Methods We used three waves of data (2004/05-2012/13) from 8,891 participants aged 50-100 years from the English Longitudinal Study of Ageing. PA was derived in a healthy subsample of the analytic sample using principal component analysis of clinical biomarkers. We then validated PA in the analytic sample by examining associations with incident ageing-related chronic conditions, memory impairment, and functional limitations using Cox proportional hazards models adjusted for chronological age and gender. We used joint models adjusted for birth cohort to produce eight-year trajectories of PA from ages 50, 60, and 70 years in men and women at three levels of education. These models involve simultaneous estimation of linear mixed effects and survival models to account for data missing-not-at-random in the longitudinal process.

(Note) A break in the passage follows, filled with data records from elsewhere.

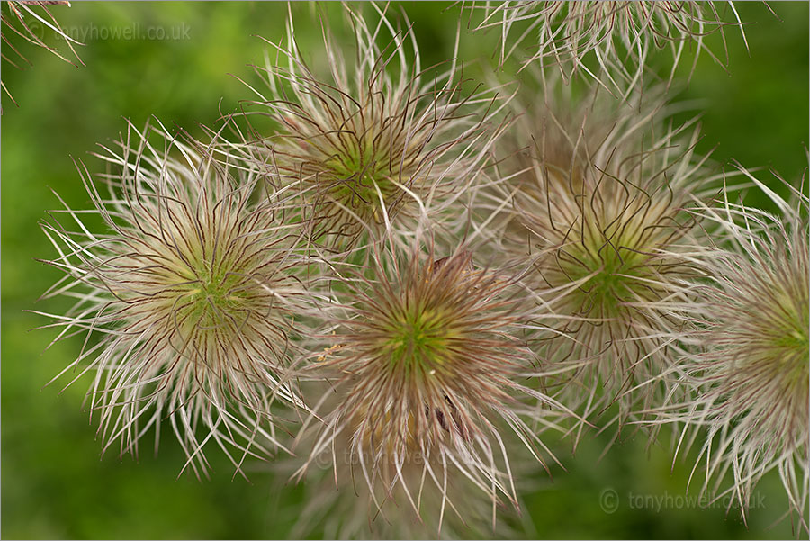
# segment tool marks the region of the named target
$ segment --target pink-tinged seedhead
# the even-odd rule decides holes
[[[454,60],[423,69],[407,21],[396,30],[387,8],[372,7],[374,17],[341,10],[353,49],[332,33],[336,21],[324,24],[314,52],[325,67],[305,59],[291,14],[286,41],[268,41],[273,58],[256,68],[266,88],[252,87],[258,99],[244,114],[273,165],[268,182],[297,194],[310,239],[328,248],[392,223],[412,229],[428,213],[463,221],[457,210],[502,128],[490,125],[504,102],[495,91],[481,91]],[[271,128],[256,127],[268,119]]]
[[[742,169],[742,168],[741,168]],[[810,485],[810,265],[808,198],[804,182],[784,181],[792,200],[742,170],[778,213],[726,196],[701,211],[716,226],[701,257],[706,280],[682,315],[693,330],[673,374],[688,391],[656,410],[659,422],[682,423],[678,453],[705,437],[695,473],[703,490],[734,497],[743,518],[758,481],[776,469],[797,531],[808,530]],[[729,480],[731,486],[726,488]]]
[[[305,297],[296,229],[281,209],[251,203],[259,177],[249,166],[219,163],[210,146],[130,126],[103,149],[109,172],[97,182],[79,164],[94,209],[55,211],[42,227],[58,252],[48,263],[66,275],[44,298],[76,300],[45,315],[57,339],[86,335],[65,372],[95,374],[89,401],[104,448],[120,440],[122,454],[137,453],[168,420],[198,475],[208,443],[238,469],[271,454],[271,408],[298,402],[284,375]],[[91,231],[88,215],[107,230]]]
[[[321,398],[302,432],[310,457],[300,474],[329,457],[338,487],[365,485],[358,507],[373,515],[410,507],[441,529],[446,511],[464,521],[459,500],[479,498],[494,526],[496,508],[518,501],[509,456],[520,449],[509,447],[545,467],[540,431],[569,413],[531,386],[514,280],[477,267],[466,248],[434,247],[419,231],[408,248],[374,245],[367,266],[338,268],[331,332],[302,371]]]
[[[503,139],[500,198],[511,204],[494,243],[526,269],[545,384],[621,427],[665,391],[648,383],[671,363],[670,312],[688,300],[702,234],[687,207],[717,179],[692,123],[662,122],[662,88],[622,103],[598,86],[561,96],[551,81]]]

Results After adjusting for CA and gender, an increase in PA was associated with increased incidence of functional limitations, memory impairment, diabetes, lung disease, cardiovascular disease, stroke, high blood pressure, high cholesterol, arthritis, dementia (p<0.001 for all), and cancer (p=0.04). Gender differences in PA were minor at baseline, but PA increased faster in women than in men (p=0.004); as a result, at the end of eight years of follow-up, women had PA up to 2.6 years (95% confidence interval=1.8-3.4) older than men. Stratification by education level showed that these gender differences occurred among less educated women only (p interaction=0.007); women educated above secondary level maintained PA younger than men for the duration of follow-up.
Conclusion Higher education may be important to reduce gender disparities in physiological ageing. Policies to promote gender equity in higher education may contribute to reducing gender inequalities in a wide range of health outcomes in old age.